19 May 2014
Ill Health Capability Dismissals: Key Considerations
Dealing with employees with long-term health problems has historically been and remains a difficult task for even the most legally savvy employer, particularly when the employer has arrived at the conclusion that the relevant employee needs to be replaced permanently.
Capability is one of the six potentially fair reasons which an employer can rely on in dismissing an employee.
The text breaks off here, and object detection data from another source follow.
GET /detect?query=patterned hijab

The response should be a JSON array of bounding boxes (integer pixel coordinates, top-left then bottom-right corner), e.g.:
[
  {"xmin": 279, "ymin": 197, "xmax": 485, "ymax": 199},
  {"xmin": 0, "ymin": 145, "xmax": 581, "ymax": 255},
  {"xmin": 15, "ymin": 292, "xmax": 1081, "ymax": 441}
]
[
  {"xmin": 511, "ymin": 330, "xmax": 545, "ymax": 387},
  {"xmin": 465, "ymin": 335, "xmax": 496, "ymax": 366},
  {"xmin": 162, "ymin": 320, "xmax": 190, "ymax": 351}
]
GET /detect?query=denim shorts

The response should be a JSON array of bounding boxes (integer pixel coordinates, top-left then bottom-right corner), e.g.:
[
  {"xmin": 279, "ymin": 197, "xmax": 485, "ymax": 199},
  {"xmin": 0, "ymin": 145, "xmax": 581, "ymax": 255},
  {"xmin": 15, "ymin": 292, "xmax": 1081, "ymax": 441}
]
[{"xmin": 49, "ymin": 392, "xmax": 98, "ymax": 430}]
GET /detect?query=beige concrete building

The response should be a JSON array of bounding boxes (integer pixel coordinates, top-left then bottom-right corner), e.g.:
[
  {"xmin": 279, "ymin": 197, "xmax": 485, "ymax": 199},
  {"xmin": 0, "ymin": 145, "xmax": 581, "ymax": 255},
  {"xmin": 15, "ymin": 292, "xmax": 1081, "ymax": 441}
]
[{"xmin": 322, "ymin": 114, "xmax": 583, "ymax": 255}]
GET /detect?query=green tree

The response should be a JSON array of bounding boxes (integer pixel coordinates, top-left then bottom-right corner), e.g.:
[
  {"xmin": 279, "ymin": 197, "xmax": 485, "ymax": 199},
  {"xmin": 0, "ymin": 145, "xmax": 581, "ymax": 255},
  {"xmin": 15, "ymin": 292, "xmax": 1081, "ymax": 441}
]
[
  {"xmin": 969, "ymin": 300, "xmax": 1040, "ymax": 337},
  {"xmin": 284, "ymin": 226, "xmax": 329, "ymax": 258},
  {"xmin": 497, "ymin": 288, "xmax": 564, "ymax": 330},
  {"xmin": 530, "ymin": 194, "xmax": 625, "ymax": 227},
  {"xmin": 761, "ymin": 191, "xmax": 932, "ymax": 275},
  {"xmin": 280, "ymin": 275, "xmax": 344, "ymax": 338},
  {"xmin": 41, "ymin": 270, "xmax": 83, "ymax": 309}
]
While this ground can pertain to the performance of an employee, in many cases it relates solely to their physical ability to do the role, often this ability has been reduced owing to a debilitating condition.
There are however many potential pitfalls in seeking to dismiss an employee on the grounds of ill health. The recent Scottish Court of Session case of BS v Dundee City Council considered what central question an employer might ask itself before taking the decision to dismiss an employee on capability grounds. The Court found that this question was likely to be "would any reasonable employer have waited longer before dismissing the employee?"
While the facts of the actual case were unremarkable, the Court has very helpfully provided list guidance for employers as to what issues should be specifically addressed when going through an ill health capability dismissal procedure:
First whether the employer could be expected to wait any longer and, if so, for how much longer. Key relevant factors could include whether the employee has exhausted their sick pay, whether the employer was able to call in temporary staff, as well as the relative size of the company.
Secondly, whether the employee has been consulted with, whether their views had been taken into account and whether such views had been properly balanced against a medical professional's own opinion.
Thirdly, whether reasonable steps have been taken to discover the employee's medical condition and likely prognosis. It should not be necessary for the employer to pursue a detailed medical examination as the decision to dismiss is not a medical question but rather a question to be answered in the light of the medical advice available to the employer.
While in the above case the claimant had been employed continuously for 35 years, the Court also pointed out that length of service is not an automatically relevant factor. The important question is whether the length of service, and the manner in which the service was rendered during that period, yields inferences that indicate that the employee is likely to return to work as soon as they can.
Conclusion
The above serves as an excellent plenary statement of the approach to be taken by employers when looking to potentially dismiss an employee who has unfortunately found themselves out of action due to long-term illness. Ideally these points should be incorporated into a formal procedure and be available for all within an organisation.
More importantly when it comes to utilising that procedure, it should be adhered to in conjunction with seeking comprehensive legal advice in order to maximise the employer's chances of getting it right first time.